De Velasco Guillermo, Xie Wanling, Donskov Frede, Albiges Laurence, Beuselinck Benoit, Srinivas Sandy, Agarwal Neeraj, Lee Jae Lyun, Brugarolas James, Wood Lori A, Rha Sun-Young, Kollmannsberger Christian, North Scott, Kanesvaran Ravindran, Rini Brian I, Broom Reuben, Yamamoto Haru, Kaymakcalan Marina D, Heng Daniel Y C, Choueiri Toni K
Department of Medical Oncology, Dana Farber Cancer Institute, Boston, MA; Department of Medical Oncology, University Hospital 12 de Octubre, Madrid, Spain.
Deparment of Biostatistics and Computational Biology, Dana Farber Cancer Institute, Boston, MA.
Clin Genitourin Cancer. 2017 Jun;15(3):403-410.e2. doi: 10.1016/j.clgc.2017.01.005. Epub 2017 Jan 12.
A significant subgroup of metastatic renal cell carcinoma (mRCC) patients discontinue vascular endothelial growth factor-targeted therapies (VEGF-TT) because of toxicity. Whether clinical outcomes differ in patients who receive second-line (2L) targeted therapy on the basis of reason for discontinuation of first-line (1L) therapy is unknown.
Patients from 15 International Metastatic Renal Cell Carcinoma Database Consortium (IMDC) centers who started 2L targeted therapy were included and the reason for discontinuation of 1L therapy retrospectively collected. Treatment outcomes of 2L, including response, time to treatment failure, and overall survival (OS) were assessed.
In total, 1124 patients were identified: 866 patients (77%) discontinued 1L VEGF-TT because of disease progression, and 208 patients (19%) because of toxicity. The reason for discontinuation of 1L therapy did not differ according to IMDC risk group. Compared with patients who stopped 1L VEGF-TT because of disease progression, patients who stopped because of toxicity had greater clinical benefit (nonprogressive disease as best response) in 2L treatment (68% vs. 56%; adjusted odds ratio, 1.58; 95% confidence interval [CI], 1.07-2.35; P = .023) and longer OS (17.4 vs. 11.2 months; adjusted hazard ratio, 0.69; 95% CI, 0.56-0.84; P = .0002) adjusted for type of therapy, time to initiation of 2L treatment, IMDC risk group, and number of metastases at initiation of 2L treatment.

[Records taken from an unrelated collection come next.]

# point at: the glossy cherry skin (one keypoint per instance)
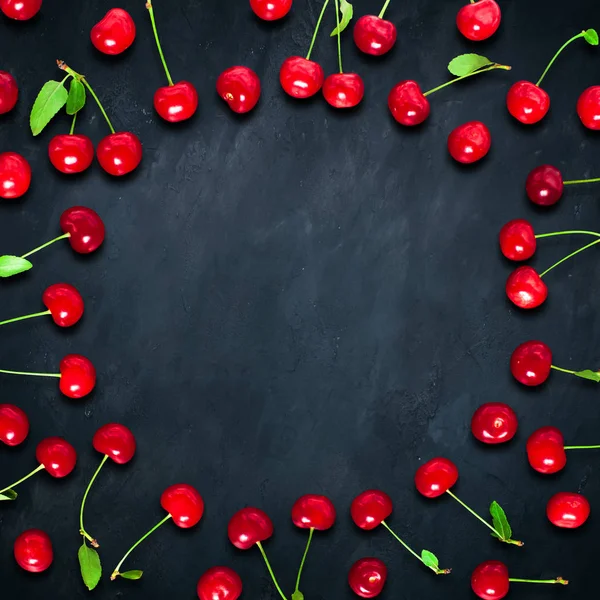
(9, 92)
(567, 510)
(240, 88)
(301, 78)
(57, 456)
(479, 21)
(517, 240)
(77, 376)
(33, 551)
(470, 142)
(367, 577)
(85, 227)
(116, 441)
(343, 90)
(177, 102)
(370, 508)
(15, 175)
(490, 580)
(184, 504)
(407, 103)
(14, 425)
(546, 450)
(114, 33)
(436, 477)
(249, 526)
(494, 423)
(588, 107)
(531, 363)
(374, 36)
(527, 102)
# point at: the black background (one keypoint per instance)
(301, 300)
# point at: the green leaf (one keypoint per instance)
(13, 265)
(347, 11)
(467, 63)
(76, 97)
(91, 569)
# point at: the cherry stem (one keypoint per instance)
(477, 72)
(16, 483)
(60, 237)
(160, 52)
(575, 37)
(82, 530)
(264, 554)
(116, 573)
(312, 43)
(312, 530)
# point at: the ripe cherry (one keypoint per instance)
(494, 423)
(219, 583)
(367, 577)
(480, 20)
(567, 510)
(15, 175)
(240, 88)
(33, 551)
(470, 142)
(14, 425)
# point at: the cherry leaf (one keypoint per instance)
(52, 97)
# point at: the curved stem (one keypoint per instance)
(490, 68)
(575, 37)
(82, 530)
(116, 573)
(160, 52)
(264, 554)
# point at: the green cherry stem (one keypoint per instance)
(116, 573)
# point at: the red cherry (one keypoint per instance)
(490, 580)
(85, 226)
(33, 551)
(367, 577)
(9, 92)
(436, 477)
(531, 363)
(248, 527)
(517, 240)
(313, 512)
(343, 90)
(494, 423)
(177, 102)
(470, 142)
(271, 10)
(219, 583)
(72, 153)
(479, 21)
(527, 102)
(546, 450)
(370, 508)
(116, 441)
(64, 303)
(14, 425)
(114, 33)
(184, 504)
(240, 88)
(77, 376)
(588, 107)
(567, 510)
(407, 103)
(119, 153)
(301, 78)
(57, 456)
(15, 175)
(374, 36)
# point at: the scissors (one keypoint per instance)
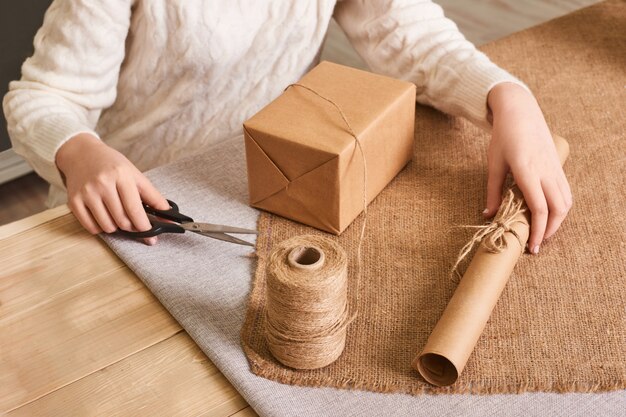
(183, 223)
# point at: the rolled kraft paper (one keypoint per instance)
(307, 302)
(454, 337)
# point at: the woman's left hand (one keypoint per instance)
(521, 143)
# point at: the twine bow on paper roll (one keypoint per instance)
(454, 337)
(491, 235)
(307, 303)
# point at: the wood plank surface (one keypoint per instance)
(171, 378)
(95, 315)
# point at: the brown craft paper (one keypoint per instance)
(454, 337)
(303, 162)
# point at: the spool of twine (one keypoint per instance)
(307, 304)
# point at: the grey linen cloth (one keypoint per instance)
(204, 283)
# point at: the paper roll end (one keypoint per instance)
(436, 369)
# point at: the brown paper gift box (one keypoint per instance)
(303, 162)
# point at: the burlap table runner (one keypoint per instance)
(560, 324)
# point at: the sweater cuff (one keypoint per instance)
(47, 136)
(476, 83)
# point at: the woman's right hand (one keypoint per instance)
(105, 190)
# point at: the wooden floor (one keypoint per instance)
(481, 21)
(22, 198)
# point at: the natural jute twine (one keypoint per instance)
(307, 302)
(491, 235)
(307, 308)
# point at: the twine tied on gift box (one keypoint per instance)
(307, 279)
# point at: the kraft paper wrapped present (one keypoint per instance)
(303, 161)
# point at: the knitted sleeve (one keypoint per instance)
(413, 40)
(70, 78)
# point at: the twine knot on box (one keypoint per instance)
(491, 235)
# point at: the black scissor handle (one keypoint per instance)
(172, 213)
(157, 228)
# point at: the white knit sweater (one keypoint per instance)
(162, 79)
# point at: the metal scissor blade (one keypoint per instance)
(226, 238)
(216, 228)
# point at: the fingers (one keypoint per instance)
(536, 201)
(559, 200)
(150, 195)
(131, 201)
(495, 181)
(83, 216)
(101, 214)
(133, 206)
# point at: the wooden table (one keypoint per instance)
(81, 335)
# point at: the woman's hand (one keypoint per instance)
(521, 143)
(105, 190)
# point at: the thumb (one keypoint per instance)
(495, 180)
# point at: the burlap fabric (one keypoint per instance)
(560, 324)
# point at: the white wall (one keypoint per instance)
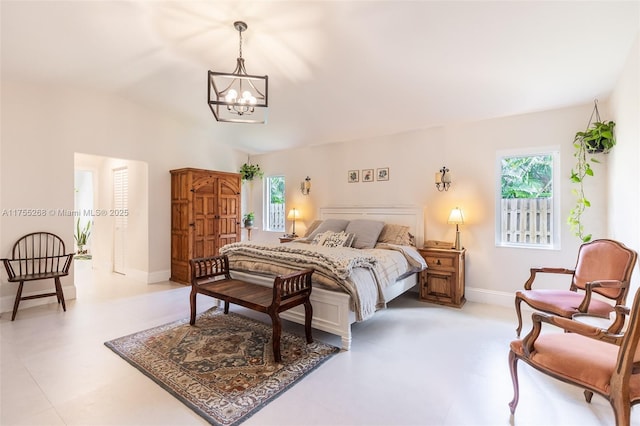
(469, 150)
(624, 182)
(42, 128)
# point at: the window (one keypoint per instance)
(274, 203)
(527, 205)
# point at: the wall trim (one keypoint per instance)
(158, 276)
(490, 297)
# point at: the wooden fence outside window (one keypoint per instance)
(527, 221)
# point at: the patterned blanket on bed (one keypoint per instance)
(334, 267)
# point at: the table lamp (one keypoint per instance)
(456, 218)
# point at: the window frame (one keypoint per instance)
(268, 226)
(554, 151)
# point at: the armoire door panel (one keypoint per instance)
(205, 215)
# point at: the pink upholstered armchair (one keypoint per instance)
(603, 267)
(597, 360)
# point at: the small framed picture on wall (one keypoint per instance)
(382, 174)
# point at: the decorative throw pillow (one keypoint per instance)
(314, 225)
(395, 234)
(334, 225)
(366, 232)
(335, 239)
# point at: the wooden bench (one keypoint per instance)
(38, 256)
(210, 276)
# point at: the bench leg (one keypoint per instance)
(308, 314)
(277, 333)
(192, 303)
(17, 301)
(60, 294)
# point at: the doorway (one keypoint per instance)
(118, 205)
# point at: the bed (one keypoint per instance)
(350, 284)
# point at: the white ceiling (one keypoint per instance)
(338, 70)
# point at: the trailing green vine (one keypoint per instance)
(248, 172)
(599, 137)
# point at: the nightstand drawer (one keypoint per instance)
(443, 280)
(439, 262)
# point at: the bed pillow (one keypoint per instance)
(396, 234)
(333, 225)
(314, 225)
(366, 232)
(333, 239)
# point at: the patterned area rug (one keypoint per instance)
(222, 368)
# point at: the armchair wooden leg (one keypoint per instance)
(621, 410)
(308, 315)
(60, 294)
(519, 314)
(277, 334)
(192, 302)
(513, 367)
(588, 395)
(17, 301)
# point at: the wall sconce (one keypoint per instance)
(305, 187)
(456, 218)
(443, 179)
(293, 215)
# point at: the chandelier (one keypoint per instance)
(238, 97)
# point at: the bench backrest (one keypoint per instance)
(38, 253)
(209, 268)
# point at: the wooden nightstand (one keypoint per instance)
(443, 280)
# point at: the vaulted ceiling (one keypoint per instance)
(338, 70)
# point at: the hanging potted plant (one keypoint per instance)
(599, 137)
(249, 172)
(248, 219)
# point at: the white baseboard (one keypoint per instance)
(6, 302)
(490, 297)
(158, 276)
(148, 277)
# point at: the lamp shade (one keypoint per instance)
(456, 217)
(294, 214)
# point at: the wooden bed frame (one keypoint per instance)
(331, 309)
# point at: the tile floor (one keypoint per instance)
(412, 364)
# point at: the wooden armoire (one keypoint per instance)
(205, 215)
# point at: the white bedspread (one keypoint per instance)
(360, 273)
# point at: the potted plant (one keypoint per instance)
(248, 172)
(82, 236)
(248, 219)
(598, 138)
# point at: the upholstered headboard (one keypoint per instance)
(412, 217)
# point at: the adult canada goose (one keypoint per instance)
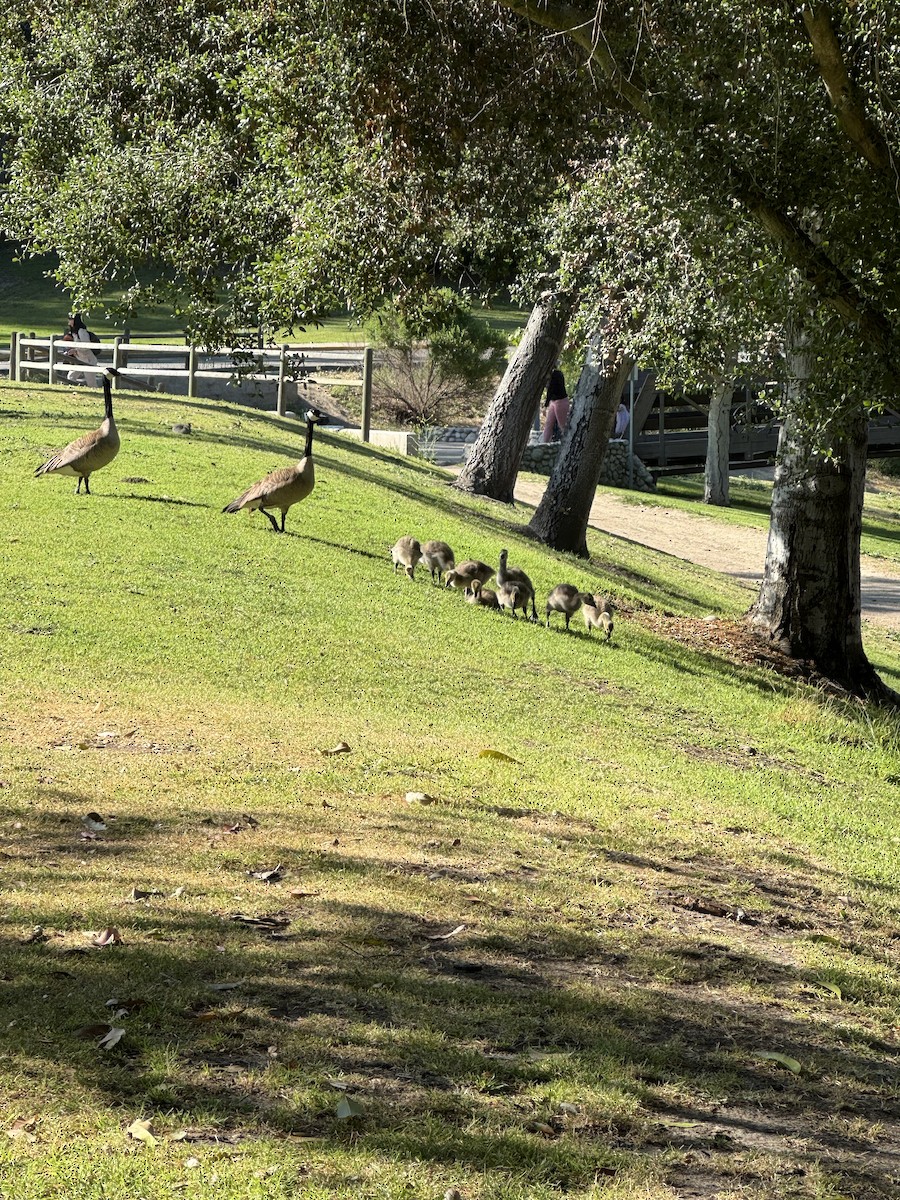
(406, 552)
(438, 558)
(514, 575)
(285, 486)
(93, 450)
(484, 597)
(598, 613)
(567, 599)
(465, 574)
(511, 594)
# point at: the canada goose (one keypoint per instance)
(465, 574)
(93, 450)
(514, 595)
(406, 553)
(438, 558)
(514, 575)
(285, 486)
(484, 597)
(567, 599)
(598, 613)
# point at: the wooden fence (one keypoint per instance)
(45, 357)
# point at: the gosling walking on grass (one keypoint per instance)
(406, 552)
(93, 450)
(438, 558)
(509, 575)
(564, 598)
(283, 487)
(598, 613)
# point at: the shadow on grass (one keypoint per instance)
(454, 1054)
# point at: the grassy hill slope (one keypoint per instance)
(562, 967)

mRCC patients who discontinue 1L VEGF-TT because of toxicity have better outcomes with 2L therapy than patients who stop therapy because of disease progression. These findings should be taken into consideration when designing clinical trials for 2L therapies in mRCC.
相当一部分转移性肾细胞癌(mRCC)患者因毒性反应而停用血管内皮生长因子靶向治疗(VEGF-TT)。基于一线(1L)治疗停药原因接受二线(2L)靶向治疗的患者,其临床结局是否存在差异尚不清楚。
纳入来自15个国际转移性肾细胞癌数据库联盟(IMDC)中心开始接受2L靶向治疗的患者,并回顾性收集1L治疗停药原因。评估2L治疗结局,包括缓解情况、治疗失败时间和总生存期(OS)。
共识别出1124例患者:866例患者(77%)因疾病进展停用1L VEGF-TT,208例患者(19%)因毒性反应停药。1L治疗停药原因在IMDC风险组间无差异。与因疾病进展停用1L VEGF-TT的患者相比,因毒性反应停药的患者在2L治疗中具有更大的临床获益(最佳缓解为疾病无进展)(68%对56%;调整优势比,1.58;95%置信区间[CI],1.07 - 2.35;P = .023)以及更长的OS(17.4个月对11.2个月;调整风险比,0.69;95% CI,0.56 - 0.84;P = .0002),对治疗类型、开始2L治疗的时间、IMDC风险组以及开始2L治疗时的转移灶数量进行了校正。
因毒性反应停用1L VEGF-TT的mRCC患者接受2L治疗的结局优于因疾病进展停药的患者。在设计mRCC的2L治疗临床试验时应考虑这些发现。